Antalya'da bir opera konserinde biletlerin tükenmesi ne demek?.
Operamızı kuran ve onu ülkeye yayan (Bugün altı ilimizde opera var) insanların, başta Mustafa Kemal Atatürk, önünde saygı ile eğilmeliyiz.
Bu arada.. En çok gitmeyi istediğim ama bir türlü denk getiremediğim Mersin Operası da "Yaz Galası"nı bale ile yapıyor.
Nerede?.
Atatürk Kültür Merkezi Cumhuriyet Salonu..
İsme bakar mısınız?.
Orada olunmaz mı?.
***
HALA KIŞ UYKUSUNDA BİR FEDERASYON!..
"Bu kadro Avrupa Şampiyonu olur" dediğimde gülenlerin sayısı fazlaydı..
İşte gurup maçları bitti. 1/16 finalleri de bitti. Yarın gece çeyrek finaller başlıyor.
Sordum, cevap veren çıkmadı..
"1/16 finalleri izliyorsunuz?.
Söyleyin bunlar içinde 'Biz yenemeyiz' diyeceğiniz tek takım var mı?." Bir göz atalım o maçlara..
Bizi perişan eden Galler, Danimarka'dan 4 yedi.. Sıradan bir takım Danimarka'dan..
Çekya, son şampiyon ama ahı gitmiş, vahı bile kalmamış Hollanda'yı eledi.
Büyük favori gösterilen Portekiz, Belçika'ya elendi.
"Yahu bu İsviçre bile bizi geçti" diye ahlar, vahlar ettik. Fransa onlara elendi.
Her turnuvanın favorisi Almanya'yı tanıyabildiniz mi?. Peki onları 2-0'la eleyen İngilizleri..
Ukrayna çeyrek finale kaldı yahu, İsveç'i geçip..

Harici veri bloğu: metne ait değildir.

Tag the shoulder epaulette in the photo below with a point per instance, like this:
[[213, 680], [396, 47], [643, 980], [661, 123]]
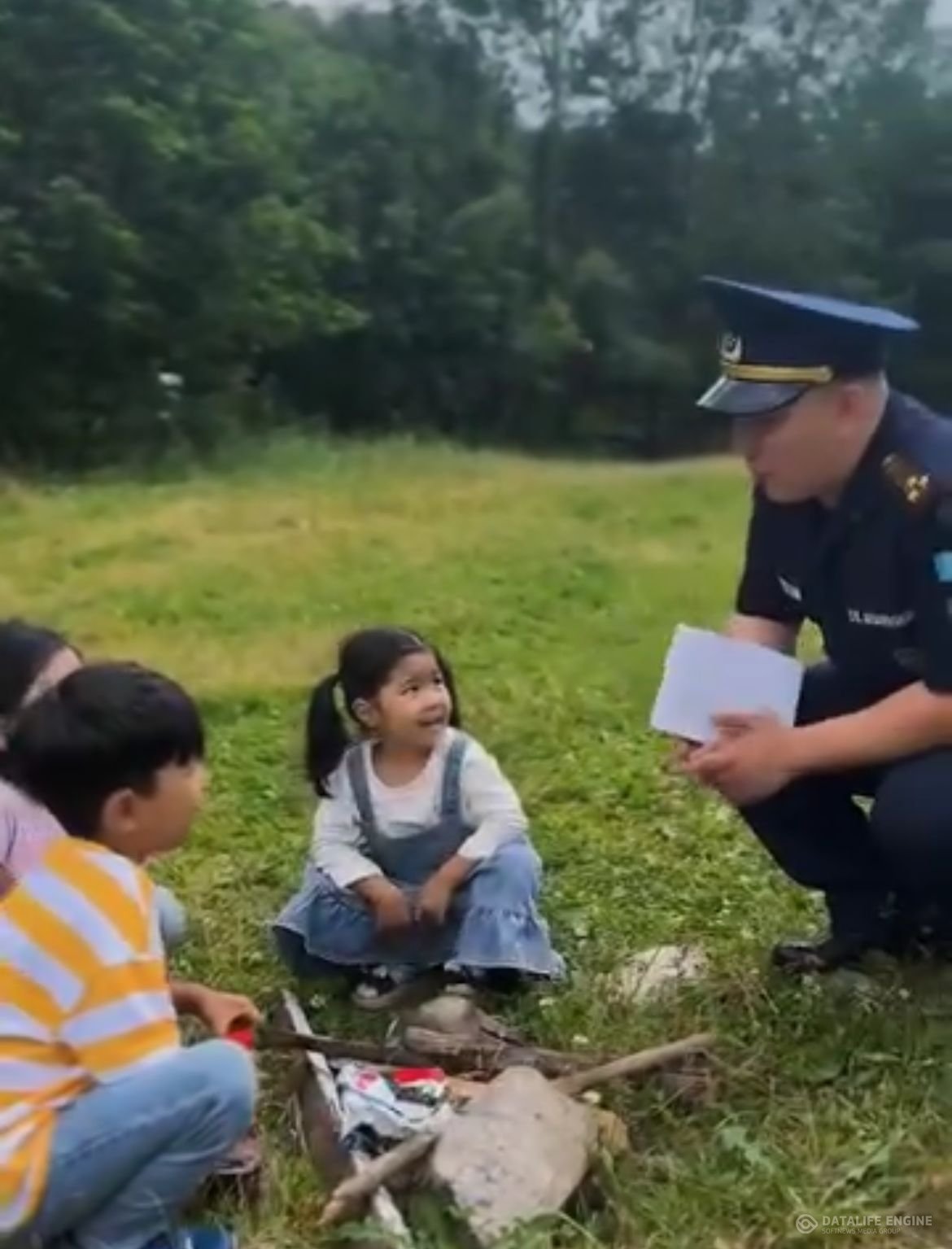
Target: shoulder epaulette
[[919, 488]]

Yani Euro 2020'de en büyük takım yok. Herkes herkesi yenebilir.. Ama bir Avrupa Karması gibi kuşak ele geçiren Türkiye hepsini yenebilir..
Ne yaptık?.
Tek galibiyet, tek puan alamadan, her maçı korkak, her maçı geride, her maçı kapalı savunmayla oynadığımız halde, gurup maçlarında gol yeme rekoru kırdık.
Tam 8 tane ve bir, üç maçta bir tanecik gol atabilerek, en kötü averajla ve en kötü takım seçilerek elendik.
Hollanda Futbol Federasyonu, 1/16 finallerinde elendiğinin ertesi günü takım hocası Frank de Boer'in sözleşmesini feshetti.
24 saat içinde iyi mi?.
Meğer adamlar, bizim federasyonlar gibi tek taraflı teslim olan sözleşmeler yapmamışlar.
"Biz sana şu kadar milyon veriyoruz. Sen de bize en az 'çeyrek final' vereceksin" diye madde koymuşlar.
Hollanda elenince de Boer, pırrrr!.
Peki biz ne yaptık, 1/16'ya bile kalamayan ve eleme turunda rezil olan Şenol Güneş için?.
Türkiye Futbol Federasyonu toplandı mı?. Tartıştı mı?. Bir karar aldı mı?.
O federasyon üyelerine teker teker sormak isterim. En başta da futbolun içinden gelmiş iki isme, Hamit Altıntop ve Selim Soydan'a..
Siz kılınızı kıpırdattınız, parmak oynattınız, tek kelime ettiniz mi?.
Mesela Başkan Nihat Özdemir'e, "Federasyonu eylüldeki 2022 Dünya Kupası eleme maçlarını görüşmek üzere topla" dediniz mi?.
Ya da Özdemir konuyu alenen ve resmen örtbas ederken, siz kamuoyuna açıklama yapma gereği duydunuz mu?.
Yoksa siz de mi "kukla"sınız?.
***
İŞTE FENER-GALATASARAY FARKI!..
Bir takımı "Büyük" yapan camiasıdır..
Camia nedir?. Üyeler, tribünler ve yurdun dört bir yanına yayılmış, her ilde, her statta olan taraftarlar..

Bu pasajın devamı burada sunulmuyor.